Edition : Mémoire des luttes

 

Notes

[1] Leon Febres Cordero : président de l’Equateur de 1984 à 1988, membre du Parti social-chrétien. En mai 2008, Rafael Correa a créé une commission chargée d’enquêter sur la torture, les disparitions et les exécutions sommaires d’opposants perpétrées, selon diverses sources, par des escadrons de la mort sous les ordres du gouvernement dans les années 1980.

[2] Alfredo Palacio a été le vice-président de Lucio Gutierrez de 2003 à 2005. Il a accédé à la présidence suite à la destitution de ce dernier en avril 2005.

[3] Ruben Barberan a été ministre des affaires sociales sous Palacio.

[4] Ricardo Patino : fondateur de la branche équatorienne de Jubilé 2000, chef de cabinet de Rafael Correa lorsqu’il était ministre des finances en 2005 ; ministre des affaires étrangères de l’Equateur depuis janvier 2010.

[5] Eloy Alfaro (1842-1912) : leader de la Révolution libérale équatorienne de 1895. Au cours de ses deux mandats de président (1895-1901, 1906-1911), il fit adopter une série de réformes modernes – séparation de l’Eglise et de l’Etat, redistribution des terres, mise en place de l’éducation primaire gratuite, suspension du remboursement de la dette, construction de chemins de fer – qui rencontrèrent une forte opposition de la part des propriétaires terriens et de l’Eglise.

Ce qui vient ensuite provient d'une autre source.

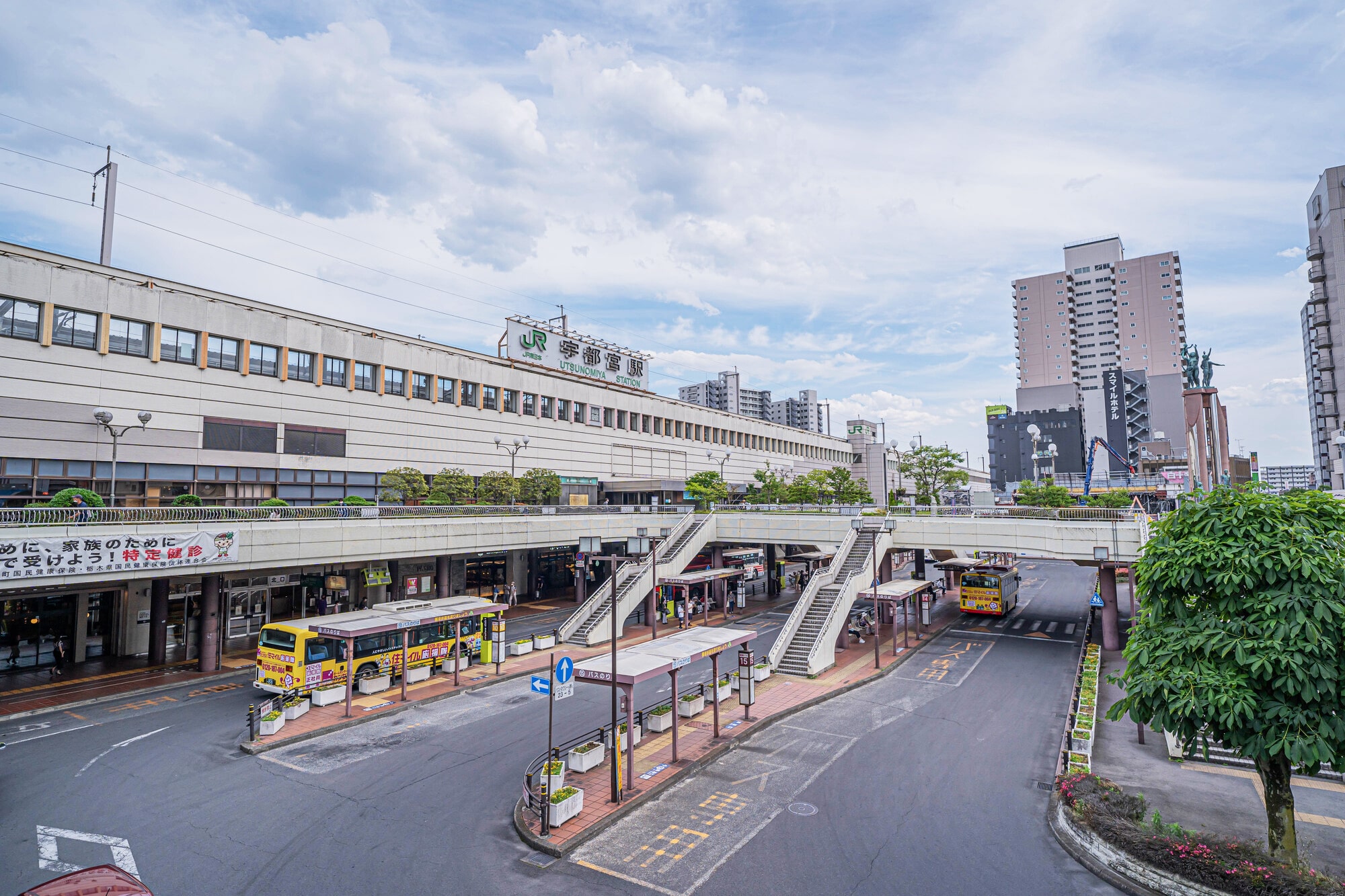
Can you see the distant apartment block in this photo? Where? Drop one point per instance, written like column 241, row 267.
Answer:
column 1105, row 335
column 1323, row 322
column 727, row 393
column 1293, row 477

Au cours de troubles civils, il fut sommairement assassiné aux côtés de plusieurs autres libéraux, leurs corps étant traînés à travers les rues de Quito et publiquement brûlés.

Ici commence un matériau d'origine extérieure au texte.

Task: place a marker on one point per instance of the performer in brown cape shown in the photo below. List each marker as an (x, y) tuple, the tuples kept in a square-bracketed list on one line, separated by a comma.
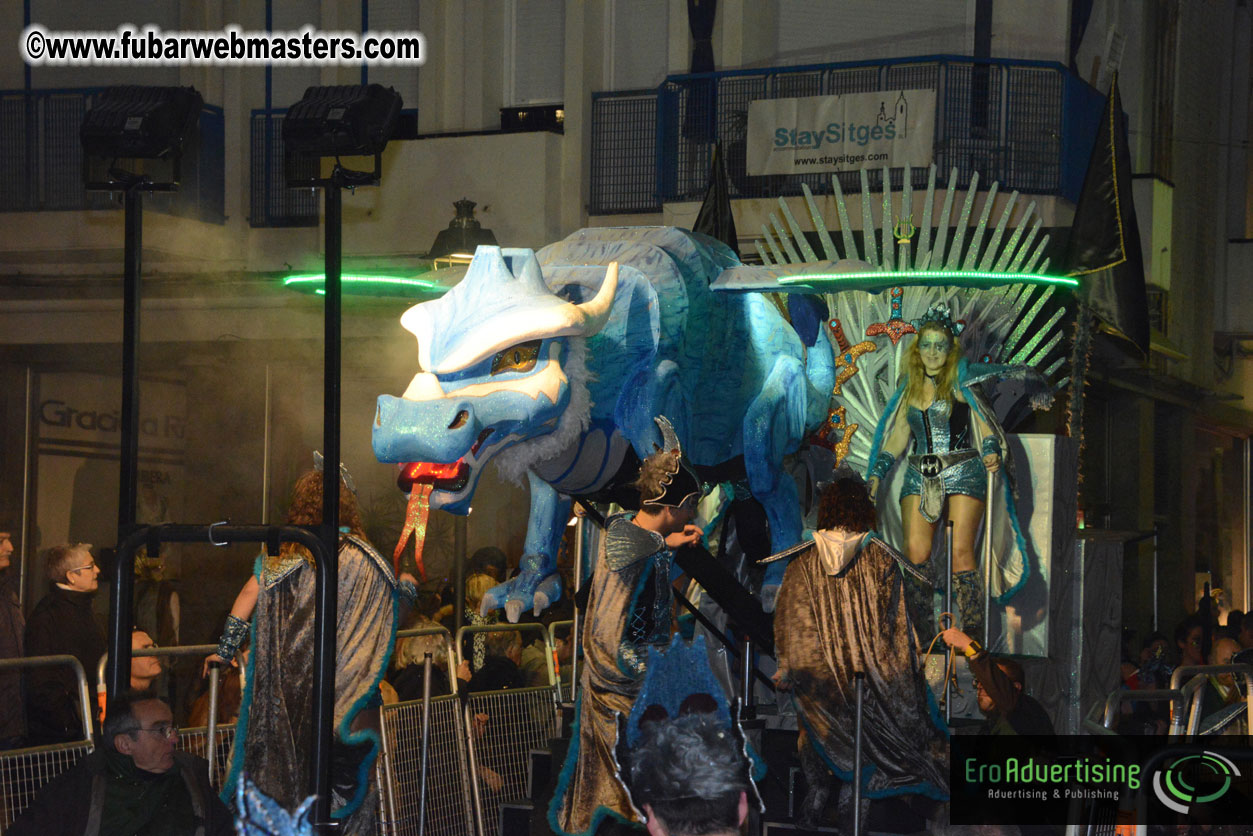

[6] Ce dispositif a été mis en place par le gouvernement Gutiérrez en 2003 sur la base d’une fusion de deux autres programmes antérieurs.

[7]  El Universo a été l’un des cinq journaux ayant reçu le Prix Maria Moors Cabot en 2012. Celui-ci récompense des titres pour leur travail de reportage en Amérique latine. Parmi les autres vainqueurs de ce prix figure Teodoro Petkoff, dont le journal Tal Cual a régulièrement comparé le président du Venezuela à Hitler.

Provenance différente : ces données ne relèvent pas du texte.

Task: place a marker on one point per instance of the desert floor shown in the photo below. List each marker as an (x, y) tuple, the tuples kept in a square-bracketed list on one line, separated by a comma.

[8] Par exemple, en février 2009, un câble de l’ambassade des Etats-Unis à Quito indiquait qu’ « avec une certaine justification  », Correa décrivait « les médias comme étant alignés sur l’élite politique et des affaires du pays, ceci faisant d’eux un obstacle à l’agenda du changement de sa Révolution citoyenne  ». Dans le même temps, ce câble notait que « les médias privés ont démontré une solidarité entre eux pour se défendre contre les attaques et continuent de retranscrire négativement l’action de Correa et de son gouvernement  ». Voir le câble 09QUITO108 sur WikiLeaks.org.

[9] Référence à la Convention ILO sur les Peuples indigènes et tribaux (C169), adoptée en 1989. L’article 15, clause 2, stipule que « dans les cas où l’État conserve la propriété des ressources minières ou souterraines, ou les droits sur d’autres ressources liées aux terres, les gouvernements établiront ou maintiendront des procédures par lesquelles ces peuples seront consultés, dans le but de s’assurer si, et dans quelle mesure, leurs intérêts seraient menacés, avant d’entreprendre ou d’autoriser tout programme d’exploration ou d’exploitation de ces ressources. »

[10] Alvaro García Linera, Geopolítica de la Amazonía : Poder haciendal‐patrimonial y acumulación capitalista, La Paz, 2012.

[11] Sucre (Sistema Unitario de Compensación Regional) : monnaie virtuelle et unité de compte commune adoptée par les membres de l’ALBA et l’Équateur en novembre 2008.

[12] En octobre, le Centre international pour le règlement des différends relatifs aux investissements, organisme de la Banque mondiale, a ordonné à l’Équateur de payer à Occidental Petroleum 1,77 milliards de dollars, plus les intérêts cumulés à la suite d’un différend contractuel datant de 2006 ; cf « Ecuador vs us Oil : Quito loses a round », ft.com, 6 octobre 2012.

[13] Sur les droits de la nature, voir Constitución del Ecuador, 2008, Titre ii, Chapitre vii ; sur la citoyenneté universelle, voir Titre viii, Ch. i, Art. 416.6 ; sur les bases, Titre i, Ch. i, Art. 5.